The United Japanese Society of Hawaii held its an- nual “Tsukimi no Kai,” or moon-viewing celebration, on Oct. 25 on the Great Lawn of the Bishop Museum. This year’s event, co-chaired by UJSH members Frances Nakachi Kuba and Cyrus Tamashiro, was open to the general public and included food booths and food trucks with a good selection to purchase and enjoy. Guests could also enjoy the entertainment on the main stage or walk around and enjoy various activities being held under tents set up on the lawn.
Bishop Daiya Amano of Izumo Taishakyo Mission of Hawaii performed a traditional Shintö tamagushi ceremony before an altar flowing with offerings of food for the gods and white streamers. Under the light of the full moon, Bishop Amano waved his haraegushi purification wand as guests contemplated their connection to the gods and expressed gratitude for their good health and many blessings.
The ceremony was followed by a number of cultural performances: Somei Taiko, a duet with Darin Miyashiro on koto and Neal Shiosaki on shakuhachi (flute) and beautiful singing by Rev. Takamasa Yamamura of the Honolulu Myohoji Mission.

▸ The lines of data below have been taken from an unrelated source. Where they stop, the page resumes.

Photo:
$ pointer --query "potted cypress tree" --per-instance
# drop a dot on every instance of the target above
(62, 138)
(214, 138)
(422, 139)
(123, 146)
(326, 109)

Guests were also invited to enjoy sake provided by Cherry Company, write a haiku, make crafts or view a tea ceremony. Additionally, Bishop Museum galleries were open for viewing as part of the Tsukimi no Kai admission ticket — many took advantage of the opportunity to view the exhibit, “Gannenmono: A Legacy of Eight Generations in Hawai‘i” in the Picture Gallery of the Hawaiian Hall complex.
The roots of Tsukimi no Kai date back to the Nara and Heian periods (710-1185) when China introduced the custom to Japan.
Kaoru Nakamura-Sensei taught the attendees how to write a haiku poem. Her tips for writing haiku included: sharpen your five senses rather than relying on intellectual knowledge; seize a particular moment using common daily language; and draft, and redraft, refining your poem until you feel it is complete. Attendees could compose and enter the haiku contest. Nakamura-Sensei presented prize baskets to the best poems of the night.
The Iwakuni Odori Aiko Kai dance group brought the evening to a close by leading the guests in two upbeat bon dance numbers.
Everyone parted with hugs and goodbyes. Although the festivities were over, the moon continued to shine upon everyone as they returned home.